Rafał: Materiał na LP praktycznie jest już gotowy, cześć utworów to utwory napisane za czasów Beyond The Awakened, a cześć to zupełnie nowe kompozycje, ale utrzymane w konwencji. Dwa utwory z wydanej właśnie EP; Escape to Reality oraz Worlds Greatest Crime to przedsmak historii jaka opowiedziana zostanie na długogrającym albumie. Więcej nie mogę powiedzieć. Ogólny pomysł na LP wymaga w każdym razie dopracowania jedynie drobnych szczegółów. Na ten moment jednak jesteśmy świeżo po wydaniu EP i brzmienie przesteru z tych kawałków szumi jeszcze w naszych głowach (śmiech). W temacie zaś jeszcze LP, to najbliższą pracę studyjną planujemy rozpocząć jeszcze jesienią tego roku.


Jak wygląda aktywność koncertowa Beyond The Infinity? Gdzie będzie można zobaczyć Was na żywo w najbliższym czasie?

Rafał: Koncertujemy od początku bieżącego roku, udało nam się zagrać kilka niezwykle udanych sztuk. Większe występy mieliśmy okazję dać m.in. we Wrocławiu, Chorzowie, Kielcach, Dzierżoniowie. Było też jednak parę mniejszych gigów, które również bardzo dobrze wspominamy. Najbardziej rozpoznawalni jesteśmy jednak na ojczystej, wrocławskiej ziemi – pamięta nas już tutaj kilka wrocławskich klubów. Na ten moment na okres wakacyjny nie mamy jednak nic zabook’owanego, ale jeśli ktoś chciałby nas zaprosić to jesteśmy jak najbardziej otwarci na propozycje.

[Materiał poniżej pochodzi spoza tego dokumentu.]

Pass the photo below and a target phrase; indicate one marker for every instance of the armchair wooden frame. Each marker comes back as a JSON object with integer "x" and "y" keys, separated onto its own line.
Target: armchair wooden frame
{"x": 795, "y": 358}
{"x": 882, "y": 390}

Czy macie ambicje, by ze swoją twórczością wyjść poza granicę Polski?

Rafał: Przebicie się na zagraniczne wody to chyba marzenie każdego zespołu. Wiemy że to trudne wyzwanie. Jest masa ludzi, do których jeszcze nie dotarliśmy. i pragniemy za wszelką cenę to zmienić. Sama nasza twórczość wzorowana jest na zagranicznych kapelach, do czego otwarcie się przyznajemy. To nasze ideały doprowadziły nas również do Joeya Strugista, do Stanów i do ToKa, do Japonii. Stale pracujemy, aby móc się zaprezentować na zewnątrz. Może kiedyś się uda…?


Dziękuję za rozmowę i ostatnie słowo oddaję Beyond The Infinity!

Rafał: Ostatnie słowo: Dzięki Kuba za możliwość udzielenia wywiadu! Pozdrawiamy wszystkich czytelników serwisu Rock Area i zapraszamy Was do zapoznania się z naszą muzyką w sieci i na koncertach.